Iran has “doubled down on the strategic importance of missile systems that can threaten U.S. forces and allies.”
By JNS.org
Iran is increasing the size, reach and accuracy of its ballistic-missile arsenal, the Washington Institute for Near East Policy think tank warned in a report.
The report, published by associate fellow Farzin Nadimi, and released this week, said “Tehran has doubled down on the strategic importance of missile systems that can threaten U.S. forces and allies, even as its defensive justifications for such an arsenal ring more hollow than ever.”

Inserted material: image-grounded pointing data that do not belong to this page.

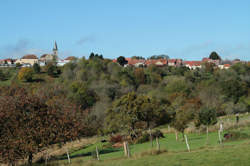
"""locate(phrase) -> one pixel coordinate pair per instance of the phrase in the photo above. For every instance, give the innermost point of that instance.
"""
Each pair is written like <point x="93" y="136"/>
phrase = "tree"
<point x="28" y="123"/>
<point x="122" y="61"/>
<point x="94" y="56"/>
<point x="36" y="68"/>
<point x="214" y="56"/>
<point x="51" y="69"/>
<point x="25" y="74"/>
<point x="207" y="116"/>
<point x="2" y="75"/>
<point x="140" y="77"/>
<point x="181" y="120"/>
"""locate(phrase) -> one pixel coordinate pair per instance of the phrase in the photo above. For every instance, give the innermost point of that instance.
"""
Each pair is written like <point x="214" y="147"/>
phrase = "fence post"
<point x="158" y="144"/>
<point x="219" y="136"/>
<point x="128" y="150"/>
<point x="187" y="143"/>
<point x="151" y="138"/>
<point x="125" y="148"/>
<point x="176" y="135"/>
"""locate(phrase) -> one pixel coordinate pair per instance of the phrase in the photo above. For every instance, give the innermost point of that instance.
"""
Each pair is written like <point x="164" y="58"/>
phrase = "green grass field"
<point x="174" y="152"/>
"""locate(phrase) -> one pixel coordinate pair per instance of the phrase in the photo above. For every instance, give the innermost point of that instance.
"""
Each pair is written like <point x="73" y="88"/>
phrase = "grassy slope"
<point x="177" y="154"/>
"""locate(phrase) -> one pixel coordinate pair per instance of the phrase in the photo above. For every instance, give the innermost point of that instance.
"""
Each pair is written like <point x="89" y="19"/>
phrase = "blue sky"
<point x="187" y="29"/>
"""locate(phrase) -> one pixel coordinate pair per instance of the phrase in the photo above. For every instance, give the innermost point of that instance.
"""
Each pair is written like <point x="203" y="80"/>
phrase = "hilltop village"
<point x="30" y="59"/>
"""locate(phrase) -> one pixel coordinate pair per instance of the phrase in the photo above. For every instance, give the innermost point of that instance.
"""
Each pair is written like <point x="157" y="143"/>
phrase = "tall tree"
<point x="207" y="116"/>
<point x="122" y="61"/>
<point x="29" y="123"/>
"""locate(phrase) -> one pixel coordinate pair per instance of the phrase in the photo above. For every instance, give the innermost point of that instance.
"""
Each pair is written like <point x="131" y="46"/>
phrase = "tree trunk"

According to the report, Tehran has shown no sign of slowing down its missile development program, “which it deems essential to security goals such as threatening Israel’s existence, holding U.S. regional bases at risk, empowering foreign proxies and deterring internal or external attacks against regime centers of gravity (e.g., nuclear and military industries).”
Iranian President Ebrahim Raisi’s first budget request submitted to parliament on Dec. 12 has called for the equivalent of 210 million euros (almost $240 million) for ballistic-missile projects under the name of the late missile chief of Iran’s Islamic Revolutionary Guard Corps Hassan Tehrani Moghaddam, who was killed in a blast at a military facility near Tehran in 2011.
Other unspecified portions of the expanded defense budget will also be devoted to the missile sector, according to the report.
“All of these commitments build on the aerospace road map Iran ratified in 2013, which called for continuing missile development to deter threats and launch satellites,” it stated.
Since 2015, Iran unveiled 10 new ballistic missiles and three new satellite launch vehicles, as well as several new transport and launch systems, added the report.
“It has also revealed the existence of multiple underground missile complexes or so-called ‘missile cities’ ” since 2015, according to the report, which said that “currently, almost every province is believed to have at least one deeply buried ballistic-missile storage and launch site with satellite imagery showing numerous construction and expansion projects across the country, mainly oriented towards the south and southwest.”
One new capability, which was demonstrated first in 2020, features an automated launch system that can position up to five fully fueled ballistic-missile systems on an underground railcar “for sequential ripple-fire launch through a single vertical shaft,” it said, adding that another system for Iran’s smaller solid-fuel missiles employs buried fixed-launch canisters.